The ultimate goal in the NBA is to win championships. Star players throughout the years have been willing to take on lesser roles on clubs that have a chance to win one. Legacies are built on rings for both players and coaches and teams are measured not by regular-season successes but by holding the Larry O'Brien Trophy aloft at the end of the NBA Finals.
Some of the game's greatest players in NBA history never managed to win a title and that fact is one of the first things mentioned when discussing their careers. Charles Barkley, Karl Malone and John Stockton are just three elite-level Hall of Famers with a championship missing on their otherwise immaculate playing resumes.
Don Nelson is the second-winningest coach in NBA history but his legacy is marked by never taking a team to the NBA Finals, much less winning a title. Eight of the 30 active teams in the NBA are still chasing their first title, with the Phoenix Suns having the longest dearth of championship success since their inaugural season in 1968-69.
So which players, teams and coaches are at the top of the scale in terms of winning NBA championships?
There is a reason the NBA Finals MVP trophy is named for Bill Russell
No player in NBA history exemplified winning quite like Boston Celtics legend Bill Russell. In his 13 NBA seasons, Russell was part of a record 11 championships, including a historic run of eight straight from 1959-66. He was honored in 2009 when the NBA Finals MVP award was renamed for him, with the irony being that Russell never won the award, which launched in 1969 (his final season).
The Celtics of the late 1950s and 1960s dominate the list of players with the most rings. Hall of Famer Sam Jones won 10 titles, only missing the franchise's first in 1957. Tom Heinsohn, K.C. Jones, Satch Sanders and John Havlicek won eight times, with Jim Loscutoff and Frank Ramsey claiming seven.
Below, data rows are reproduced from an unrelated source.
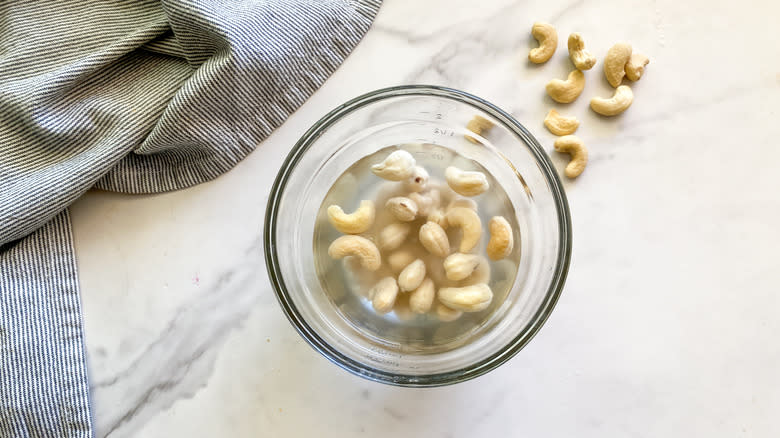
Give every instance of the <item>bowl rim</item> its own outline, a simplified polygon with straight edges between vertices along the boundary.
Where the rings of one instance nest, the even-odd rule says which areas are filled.
[[[550,282],[550,286],[547,289],[544,301],[534,313],[533,317],[531,318],[531,322],[524,330],[514,336],[509,343],[504,345],[494,354],[466,367],[445,373],[424,375],[396,374],[366,366],[365,364],[362,364],[342,354],[336,348],[328,344],[322,337],[320,337],[309,326],[298,309],[295,307],[295,304],[293,303],[288,293],[287,286],[282,278],[280,264],[276,254],[276,243],[274,236],[276,234],[276,216],[278,213],[277,210],[280,198],[284,192],[284,188],[292,170],[298,164],[303,154],[320,136],[320,132],[327,129],[347,114],[356,111],[368,104],[386,98],[399,96],[436,96],[445,99],[453,99],[478,108],[490,114],[492,117],[500,120],[507,128],[509,128],[515,135],[520,137],[520,139],[528,145],[538,165],[541,167],[542,173],[549,183],[553,199],[555,200],[555,208],[558,214],[558,238],[561,244],[558,248],[555,272],[553,273],[553,277]],[[558,177],[557,172],[555,171],[555,167],[536,138],[534,138],[534,136],[531,135],[531,133],[522,124],[520,124],[507,112],[498,108],[496,105],[493,105],[492,103],[482,98],[464,91],[435,85],[402,85],[374,90],[353,98],[342,105],[339,105],[338,107],[328,112],[320,120],[318,120],[314,125],[312,125],[311,128],[306,131],[306,133],[303,134],[303,136],[301,136],[301,138],[293,146],[292,150],[285,158],[279,173],[274,180],[273,186],[271,187],[266,207],[263,243],[265,247],[266,269],[268,271],[268,277],[274,288],[276,298],[279,301],[279,304],[282,307],[285,315],[287,316],[287,319],[290,321],[293,327],[295,327],[300,336],[303,337],[303,339],[305,339],[312,348],[314,348],[334,364],[338,365],[340,368],[343,368],[368,380],[396,386],[433,387],[464,382],[466,380],[481,376],[511,359],[515,354],[522,350],[531,339],[533,339],[533,337],[539,332],[545,321],[547,321],[547,318],[552,313],[552,310],[554,309],[555,304],[557,303],[563,290],[564,283],[566,282],[566,276],[568,274],[569,264],[571,261],[572,229],[571,216],[566,193],[564,192],[563,185],[560,181],[560,178]]]

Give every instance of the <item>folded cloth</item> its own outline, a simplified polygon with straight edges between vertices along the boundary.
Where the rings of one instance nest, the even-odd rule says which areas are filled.
[[[92,433],[66,207],[91,187],[156,193],[229,170],[379,4],[0,2],[2,436]]]

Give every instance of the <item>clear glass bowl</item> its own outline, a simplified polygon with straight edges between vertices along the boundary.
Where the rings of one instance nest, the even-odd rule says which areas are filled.
[[[495,124],[486,138],[465,128],[475,115]],[[360,158],[408,143],[444,146],[484,166],[501,182],[520,227],[515,243],[520,246],[520,265],[506,298],[452,348],[429,351],[397,339],[378,340],[344,317],[322,290],[315,271],[315,221],[330,187]],[[314,349],[367,379],[437,386],[496,368],[541,328],[568,272],[571,221],[566,195],[547,154],[509,114],[462,91],[402,86],[353,99],[303,135],[271,189],[264,241],[279,303]]]

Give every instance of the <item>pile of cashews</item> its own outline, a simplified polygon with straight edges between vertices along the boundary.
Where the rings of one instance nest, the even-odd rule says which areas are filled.
[[[552,58],[558,48],[558,32],[549,23],[537,22],[531,28],[531,35],[539,42],[539,47],[531,49],[528,59],[535,64],[543,64]],[[575,70],[569,73],[564,81],[553,79],[546,85],[547,94],[559,103],[574,102],[585,88],[586,70],[596,65],[596,57],[585,49],[585,41],[577,32],[569,35],[569,59]],[[645,67],[650,62],[647,56],[633,53],[628,43],[617,43],[612,46],[604,57],[604,76],[615,93],[612,97],[594,97],[590,100],[590,108],[603,116],[616,116],[627,110],[634,101],[634,93],[628,85],[622,85],[623,78],[638,81],[644,74]],[[576,117],[566,117],[551,109],[544,119],[544,126],[560,136],[555,140],[555,150],[571,156],[564,174],[569,178],[578,177],[588,164],[588,150],[580,138],[574,134],[580,122]]]
[[[448,322],[463,312],[486,309],[493,300],[490,263],[474,253],[483,229],[471,198],[490,188],[487,177],[450,166],[446,185],[437,183],[402,149],[371,171],[397,182],[392,192],[397,196],[362,200],[351,213],[329,206],[328,221],[344,235],[330,244],[328,255],[349,261],[346,269],[369,274],[373,286],[365,296],[377,313],[431,314]],[[384,208],[377,211],[377,204]],[[447,230],[455,231],[459,241],[451,242]],[[494,261],[508,257],[514,250],[509,221],[495,216],[488,230],[487,256]]]

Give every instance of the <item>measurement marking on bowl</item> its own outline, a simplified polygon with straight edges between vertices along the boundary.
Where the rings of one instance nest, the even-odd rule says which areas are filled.
[[[452,137],[455,135],[455,131],[452,129],[433,128],[433,133],[437,135],[443,135],[445,137]]]

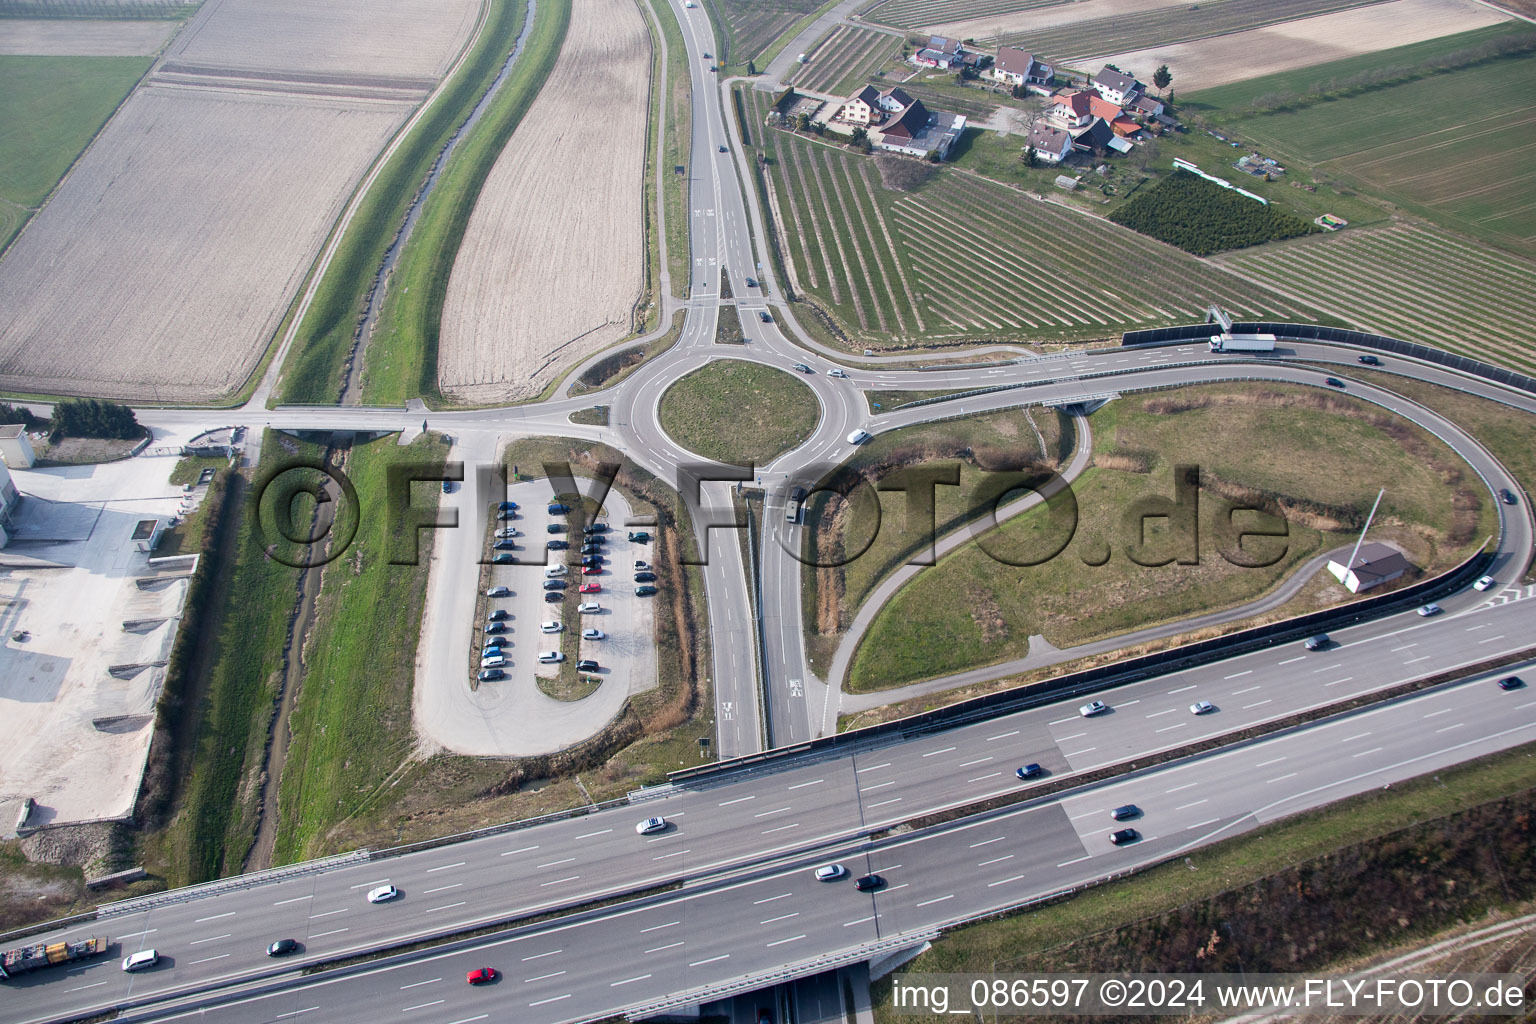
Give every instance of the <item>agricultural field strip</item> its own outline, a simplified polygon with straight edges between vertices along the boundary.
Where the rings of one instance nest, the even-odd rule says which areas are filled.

The latter pair is tied with the highest-ranked non-Celtic on the list, Robert Horry, who won two titles with the Houston Rockets, three with the Los Angeles Lakers and two with the San Antonio Spurs over the course of his 16 NBA seasons.
There is a reason why the Boston Celtics and Los Angeles Lakers are fierce rivals
Two franchises have combined to win 44 percent of the championships in NBA history. The Boston Celtics and the Minneapolis/Los Angeles Lakers each own 17 titles, tied for the most all-time. The rivalry is one of the fiercest in the NBA as a result, as the teams have played each other 12 times in the NBA Finals, by far the most frequent matchup in NBA history.
The Lakers won their first five titles over a six-season stretch (1948-54) when they were in Minneapolis and won their first in Los Angeles in 1972. They caught the Celtics on the all-time list with their championship in the NBA bubble in 2020.
With two titles in Philadelphia and five more since moving to the Bay Area in 1962, the Golden State Warriors are next on the list of championships with seven. The Chicago Bulls won six championships in the 1990s and the San Antonio Spurs have won five titles since 1999.
Phil Jackson was the ultimate championship coach
Phil Jackson's coaching success is often dismissed by fans and analysts because he had some of the NBA's biggest legends at his disposal. But Michael Jordan didn't win an NBA title without Jackson on the bench. Neither did Kobe Bryant. Over 20 seasons with the Chicago Bulls and Los Angeles Lakers, Jackson's teams won 11 titles.
Jackson is the only coach in NBA history with more than 10 seasons on the bench to win titles in more than half the years he coached. His 11 championships came over a 20-year career and Jackson is the all-time winning percentage leader in both regular-season (1,155-485, .704) and postseason (229-104, .688) play.
Red Auerbach led the Boston Celtics to their first nine championships and is second on the all-time list. The trio of John Kundla of the Minneapolis Lakers, Gregg Popovich of the San Antonio Spurs and Pat Riley (Lakers and Miami Heat) are next closest with five titles apiece.